This week, 17 state attorneys general and the National Association of Wholesaler-Distributors filed suit in the Eastern District of California, asking a federal court to strike down California's plastic packaging law as unconstitutional.

The complaint, filed June 22, challenges the Plastic Pollution Prevention and Packaging Producer Responsibility Act, commonly known as SB 54. Enacted in 2022, the law mandates that by 2032, all single-use packaging and plastic food serviceware sold, distributed, or imported in or into California must be recyclable or compostable. It also imposes interim source-reduction targets (a 25 percent reduction by weight and by plastic component by 2032), escalating recycling-rate mandates (30 percent by 2028, 40 percent by 2030, and 65 percent by 2032), and a series of fees on "producers" administered by Circular Action Alliance (the sole producer responsibility organization designated by CalRecycle).

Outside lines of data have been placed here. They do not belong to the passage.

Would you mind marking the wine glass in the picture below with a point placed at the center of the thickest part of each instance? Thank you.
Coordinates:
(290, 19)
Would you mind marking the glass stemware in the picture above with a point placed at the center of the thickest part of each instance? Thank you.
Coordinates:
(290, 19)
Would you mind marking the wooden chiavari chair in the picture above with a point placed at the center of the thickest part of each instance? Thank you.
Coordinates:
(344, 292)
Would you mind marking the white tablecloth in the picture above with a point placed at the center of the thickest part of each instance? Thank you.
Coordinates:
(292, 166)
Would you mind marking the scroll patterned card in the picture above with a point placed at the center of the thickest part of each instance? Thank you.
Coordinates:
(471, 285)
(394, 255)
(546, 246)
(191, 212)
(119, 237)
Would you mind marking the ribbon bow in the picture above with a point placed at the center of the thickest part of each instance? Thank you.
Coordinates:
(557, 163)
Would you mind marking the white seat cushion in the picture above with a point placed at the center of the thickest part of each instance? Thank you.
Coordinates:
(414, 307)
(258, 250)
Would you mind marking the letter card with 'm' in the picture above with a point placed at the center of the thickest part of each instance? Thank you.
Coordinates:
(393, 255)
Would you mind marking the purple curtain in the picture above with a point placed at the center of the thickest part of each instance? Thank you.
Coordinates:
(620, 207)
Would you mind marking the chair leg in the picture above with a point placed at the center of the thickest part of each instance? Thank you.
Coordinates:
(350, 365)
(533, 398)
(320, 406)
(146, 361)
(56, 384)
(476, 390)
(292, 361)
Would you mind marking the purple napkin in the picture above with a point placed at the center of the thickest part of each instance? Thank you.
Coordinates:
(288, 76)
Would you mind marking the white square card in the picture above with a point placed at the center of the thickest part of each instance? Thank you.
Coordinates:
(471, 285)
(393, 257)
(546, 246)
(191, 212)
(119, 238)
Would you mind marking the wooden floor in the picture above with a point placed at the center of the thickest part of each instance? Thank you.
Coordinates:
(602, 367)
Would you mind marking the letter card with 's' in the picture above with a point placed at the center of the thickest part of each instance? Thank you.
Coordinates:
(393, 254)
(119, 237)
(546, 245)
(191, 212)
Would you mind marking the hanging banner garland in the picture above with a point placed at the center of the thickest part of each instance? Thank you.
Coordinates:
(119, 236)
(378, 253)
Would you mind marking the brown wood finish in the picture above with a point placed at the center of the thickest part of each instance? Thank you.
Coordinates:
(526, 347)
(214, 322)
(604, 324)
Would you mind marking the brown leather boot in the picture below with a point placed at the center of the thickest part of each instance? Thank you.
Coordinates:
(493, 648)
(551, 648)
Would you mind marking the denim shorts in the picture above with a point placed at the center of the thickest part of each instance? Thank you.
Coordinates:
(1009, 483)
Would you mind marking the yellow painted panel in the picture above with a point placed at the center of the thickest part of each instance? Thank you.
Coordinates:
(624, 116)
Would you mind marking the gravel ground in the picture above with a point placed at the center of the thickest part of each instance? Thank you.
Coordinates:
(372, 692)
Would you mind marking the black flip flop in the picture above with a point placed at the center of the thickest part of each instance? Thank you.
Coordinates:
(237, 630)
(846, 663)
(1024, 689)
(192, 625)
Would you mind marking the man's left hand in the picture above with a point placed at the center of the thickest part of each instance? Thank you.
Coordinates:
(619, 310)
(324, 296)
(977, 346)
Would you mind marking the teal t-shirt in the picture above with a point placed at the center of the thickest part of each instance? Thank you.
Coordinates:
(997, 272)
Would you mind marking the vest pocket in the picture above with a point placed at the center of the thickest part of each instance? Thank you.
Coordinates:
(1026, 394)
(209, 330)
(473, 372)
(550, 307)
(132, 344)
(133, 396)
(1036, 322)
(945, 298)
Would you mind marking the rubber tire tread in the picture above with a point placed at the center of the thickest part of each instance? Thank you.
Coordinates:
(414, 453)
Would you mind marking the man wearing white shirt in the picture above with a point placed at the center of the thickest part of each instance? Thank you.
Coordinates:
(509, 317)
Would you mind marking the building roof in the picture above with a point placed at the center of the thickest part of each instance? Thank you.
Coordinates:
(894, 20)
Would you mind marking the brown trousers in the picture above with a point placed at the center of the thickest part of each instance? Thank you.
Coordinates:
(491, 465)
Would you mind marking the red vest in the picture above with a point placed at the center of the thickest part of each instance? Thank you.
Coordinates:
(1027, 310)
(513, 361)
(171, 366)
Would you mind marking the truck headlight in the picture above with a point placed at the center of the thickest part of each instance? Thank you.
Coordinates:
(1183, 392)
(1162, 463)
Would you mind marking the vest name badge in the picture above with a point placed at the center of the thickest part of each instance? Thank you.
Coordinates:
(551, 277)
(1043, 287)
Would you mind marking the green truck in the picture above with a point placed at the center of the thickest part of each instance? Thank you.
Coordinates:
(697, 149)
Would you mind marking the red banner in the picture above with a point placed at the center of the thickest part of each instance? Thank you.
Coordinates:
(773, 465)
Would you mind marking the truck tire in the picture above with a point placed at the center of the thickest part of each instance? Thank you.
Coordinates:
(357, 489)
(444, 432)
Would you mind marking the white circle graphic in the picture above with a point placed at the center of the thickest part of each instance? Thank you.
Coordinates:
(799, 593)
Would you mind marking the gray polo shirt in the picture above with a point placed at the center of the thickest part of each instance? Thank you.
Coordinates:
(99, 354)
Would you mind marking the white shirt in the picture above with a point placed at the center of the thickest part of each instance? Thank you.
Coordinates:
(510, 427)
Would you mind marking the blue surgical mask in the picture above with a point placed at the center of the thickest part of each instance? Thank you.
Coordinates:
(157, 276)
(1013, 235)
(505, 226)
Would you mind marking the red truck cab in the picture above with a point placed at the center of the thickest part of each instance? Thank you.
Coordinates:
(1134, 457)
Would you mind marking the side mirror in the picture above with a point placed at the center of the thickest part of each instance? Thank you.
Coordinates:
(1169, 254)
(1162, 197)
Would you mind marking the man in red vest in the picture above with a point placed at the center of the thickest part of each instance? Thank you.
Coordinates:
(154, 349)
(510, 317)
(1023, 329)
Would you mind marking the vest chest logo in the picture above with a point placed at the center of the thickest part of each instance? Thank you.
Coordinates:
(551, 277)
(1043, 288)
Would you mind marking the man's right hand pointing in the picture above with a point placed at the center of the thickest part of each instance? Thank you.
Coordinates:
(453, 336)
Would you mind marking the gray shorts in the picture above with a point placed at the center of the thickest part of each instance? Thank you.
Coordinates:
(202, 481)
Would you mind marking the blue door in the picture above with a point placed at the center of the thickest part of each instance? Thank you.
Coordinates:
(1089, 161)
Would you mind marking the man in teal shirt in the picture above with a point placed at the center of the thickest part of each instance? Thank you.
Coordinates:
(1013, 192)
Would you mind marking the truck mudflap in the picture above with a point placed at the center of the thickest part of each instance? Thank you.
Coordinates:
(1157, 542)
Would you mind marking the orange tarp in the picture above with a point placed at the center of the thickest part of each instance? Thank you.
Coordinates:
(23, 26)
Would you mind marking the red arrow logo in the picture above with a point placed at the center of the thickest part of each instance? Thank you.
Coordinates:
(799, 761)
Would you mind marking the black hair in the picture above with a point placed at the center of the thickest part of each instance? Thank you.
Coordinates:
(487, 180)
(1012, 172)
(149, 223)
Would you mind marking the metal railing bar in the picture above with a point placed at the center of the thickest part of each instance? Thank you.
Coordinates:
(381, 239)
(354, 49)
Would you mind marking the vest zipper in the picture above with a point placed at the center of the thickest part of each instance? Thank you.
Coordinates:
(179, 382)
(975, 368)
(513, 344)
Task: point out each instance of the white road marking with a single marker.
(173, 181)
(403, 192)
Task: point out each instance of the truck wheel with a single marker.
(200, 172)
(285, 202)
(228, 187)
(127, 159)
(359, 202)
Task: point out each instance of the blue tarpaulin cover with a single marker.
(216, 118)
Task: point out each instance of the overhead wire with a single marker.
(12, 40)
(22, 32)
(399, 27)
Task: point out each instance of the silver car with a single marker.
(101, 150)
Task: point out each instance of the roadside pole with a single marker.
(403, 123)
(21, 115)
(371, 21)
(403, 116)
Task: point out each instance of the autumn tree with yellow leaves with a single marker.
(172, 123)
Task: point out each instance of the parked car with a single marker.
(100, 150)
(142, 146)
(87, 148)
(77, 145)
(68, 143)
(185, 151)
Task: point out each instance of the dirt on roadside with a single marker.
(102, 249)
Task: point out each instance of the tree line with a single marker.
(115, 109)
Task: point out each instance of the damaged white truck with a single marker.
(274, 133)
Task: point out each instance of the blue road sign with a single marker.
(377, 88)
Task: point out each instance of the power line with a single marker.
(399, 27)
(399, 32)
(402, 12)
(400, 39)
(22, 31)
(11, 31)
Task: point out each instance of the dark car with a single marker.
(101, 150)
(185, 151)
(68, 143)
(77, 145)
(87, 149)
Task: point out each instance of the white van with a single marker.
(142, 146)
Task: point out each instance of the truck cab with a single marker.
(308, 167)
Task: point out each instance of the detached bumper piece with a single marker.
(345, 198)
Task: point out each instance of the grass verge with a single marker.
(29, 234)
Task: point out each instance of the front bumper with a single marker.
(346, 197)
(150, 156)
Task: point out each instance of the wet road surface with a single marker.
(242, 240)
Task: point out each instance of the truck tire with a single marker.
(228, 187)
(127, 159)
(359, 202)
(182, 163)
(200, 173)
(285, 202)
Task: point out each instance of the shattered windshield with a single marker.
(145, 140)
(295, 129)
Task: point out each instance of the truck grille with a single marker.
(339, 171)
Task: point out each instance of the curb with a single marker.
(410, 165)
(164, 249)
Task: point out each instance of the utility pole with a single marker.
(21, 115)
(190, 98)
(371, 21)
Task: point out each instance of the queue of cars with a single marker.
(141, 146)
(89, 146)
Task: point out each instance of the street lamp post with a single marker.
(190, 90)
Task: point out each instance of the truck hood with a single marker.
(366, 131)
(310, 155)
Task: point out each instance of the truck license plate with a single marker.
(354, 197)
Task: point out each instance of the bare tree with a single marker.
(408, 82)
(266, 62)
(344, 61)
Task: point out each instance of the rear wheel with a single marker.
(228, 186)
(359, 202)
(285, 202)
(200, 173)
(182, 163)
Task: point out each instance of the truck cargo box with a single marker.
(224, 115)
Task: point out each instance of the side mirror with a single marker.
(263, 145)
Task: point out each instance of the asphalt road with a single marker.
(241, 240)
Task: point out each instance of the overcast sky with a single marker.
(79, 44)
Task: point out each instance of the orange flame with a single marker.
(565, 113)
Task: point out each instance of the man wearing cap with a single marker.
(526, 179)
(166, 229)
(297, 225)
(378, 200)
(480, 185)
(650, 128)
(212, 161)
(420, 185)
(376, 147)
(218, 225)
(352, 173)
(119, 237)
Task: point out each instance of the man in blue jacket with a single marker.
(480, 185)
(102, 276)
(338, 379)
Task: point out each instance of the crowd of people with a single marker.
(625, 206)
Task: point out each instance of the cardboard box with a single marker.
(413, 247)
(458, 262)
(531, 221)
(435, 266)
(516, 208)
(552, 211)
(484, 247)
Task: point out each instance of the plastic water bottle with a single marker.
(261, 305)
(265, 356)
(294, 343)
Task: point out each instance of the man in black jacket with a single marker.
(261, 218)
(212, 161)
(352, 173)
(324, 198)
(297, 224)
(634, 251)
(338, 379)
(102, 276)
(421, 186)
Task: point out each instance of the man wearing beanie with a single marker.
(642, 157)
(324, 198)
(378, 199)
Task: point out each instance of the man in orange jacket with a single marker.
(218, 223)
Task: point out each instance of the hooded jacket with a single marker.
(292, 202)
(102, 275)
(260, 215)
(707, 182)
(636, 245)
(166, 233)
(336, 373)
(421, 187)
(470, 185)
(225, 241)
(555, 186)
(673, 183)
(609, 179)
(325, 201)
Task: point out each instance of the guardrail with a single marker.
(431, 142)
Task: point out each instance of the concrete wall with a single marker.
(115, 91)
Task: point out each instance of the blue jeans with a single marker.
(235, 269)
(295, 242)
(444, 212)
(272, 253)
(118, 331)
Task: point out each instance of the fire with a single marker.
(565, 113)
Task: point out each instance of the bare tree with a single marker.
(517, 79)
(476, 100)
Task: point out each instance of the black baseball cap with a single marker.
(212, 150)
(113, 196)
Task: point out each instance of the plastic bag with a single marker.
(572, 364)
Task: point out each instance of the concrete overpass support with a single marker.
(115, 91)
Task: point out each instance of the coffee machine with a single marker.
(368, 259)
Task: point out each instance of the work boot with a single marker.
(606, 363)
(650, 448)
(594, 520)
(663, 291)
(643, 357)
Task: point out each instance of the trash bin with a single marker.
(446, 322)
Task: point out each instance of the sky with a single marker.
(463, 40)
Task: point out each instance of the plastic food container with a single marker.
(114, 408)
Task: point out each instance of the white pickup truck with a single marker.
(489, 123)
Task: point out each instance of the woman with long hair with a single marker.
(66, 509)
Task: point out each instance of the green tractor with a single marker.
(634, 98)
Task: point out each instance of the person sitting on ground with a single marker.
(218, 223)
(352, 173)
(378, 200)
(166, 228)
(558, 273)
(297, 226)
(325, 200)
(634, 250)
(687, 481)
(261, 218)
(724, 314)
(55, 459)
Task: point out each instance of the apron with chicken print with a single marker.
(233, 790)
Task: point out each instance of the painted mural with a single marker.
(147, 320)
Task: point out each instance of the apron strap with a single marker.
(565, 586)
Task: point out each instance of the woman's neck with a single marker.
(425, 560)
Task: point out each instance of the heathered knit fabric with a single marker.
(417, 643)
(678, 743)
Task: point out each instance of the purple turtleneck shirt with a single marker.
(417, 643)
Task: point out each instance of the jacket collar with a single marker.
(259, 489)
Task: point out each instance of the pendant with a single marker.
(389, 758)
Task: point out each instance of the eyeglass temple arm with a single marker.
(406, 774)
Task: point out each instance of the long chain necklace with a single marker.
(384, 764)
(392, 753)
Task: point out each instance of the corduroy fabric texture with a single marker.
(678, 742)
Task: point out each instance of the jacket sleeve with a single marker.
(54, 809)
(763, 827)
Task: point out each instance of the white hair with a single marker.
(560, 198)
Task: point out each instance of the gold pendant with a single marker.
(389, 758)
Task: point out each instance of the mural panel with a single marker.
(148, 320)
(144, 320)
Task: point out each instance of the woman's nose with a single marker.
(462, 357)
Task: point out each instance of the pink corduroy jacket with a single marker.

According to the complaint, those mandates "condition[] access to California markets on revolutionary changes to the way manufacturers, distributors and companies (large and small) design and package their products." The plaintiffs allege that the Act's definition of "covered material" includes not only plastic packaging but also glass, ceramic, metal, paper, fiber, and wood single-use packaging, which reaches "almost all aspects of the economy," including products never sold, used, or disposed of in California.

The complaint further asserts that the Act runs afoul of the Commerce Clause (by discriminating against and substantially burdening interstate commerce and imposing unfairly apportioned taxes), the Import-Export Clause, the First Amendment and the California Constitution (by barring producers from disclosing the Act's costs on receipts and forcing them to join and fund CAA), the Fifth Amendment's Due Process Clause (by reaching conduct outside California's borders), and the federal and state nondelegation doctrines (by giving core legislative and enforcement powers to CAA) .

The complaint also takes aim at the Act's prohibition on disclosing producer-responsibility fees as a separate line item on receipts or invoices, arguing the restriction censors "core political speech" intended to "galvanize political support for a repeal or amendment of the Act" and to "forestall the adoption of similar EPR regimes" in states considering their enactment.

The plaintiffs seek a declaratory judgment that the Act and its implementing regulations are invalid, along with a permanent injunction barring CalRecycle and CAA from enforcing them.

The suit is a significant constitutional challenge and arrives as other states have enacted similar packaging EPR laws and weigh comparable legislation.

State of Nebraska et al. v. Heller et al., No. 2:26-at-01047 (E.D. Cal.).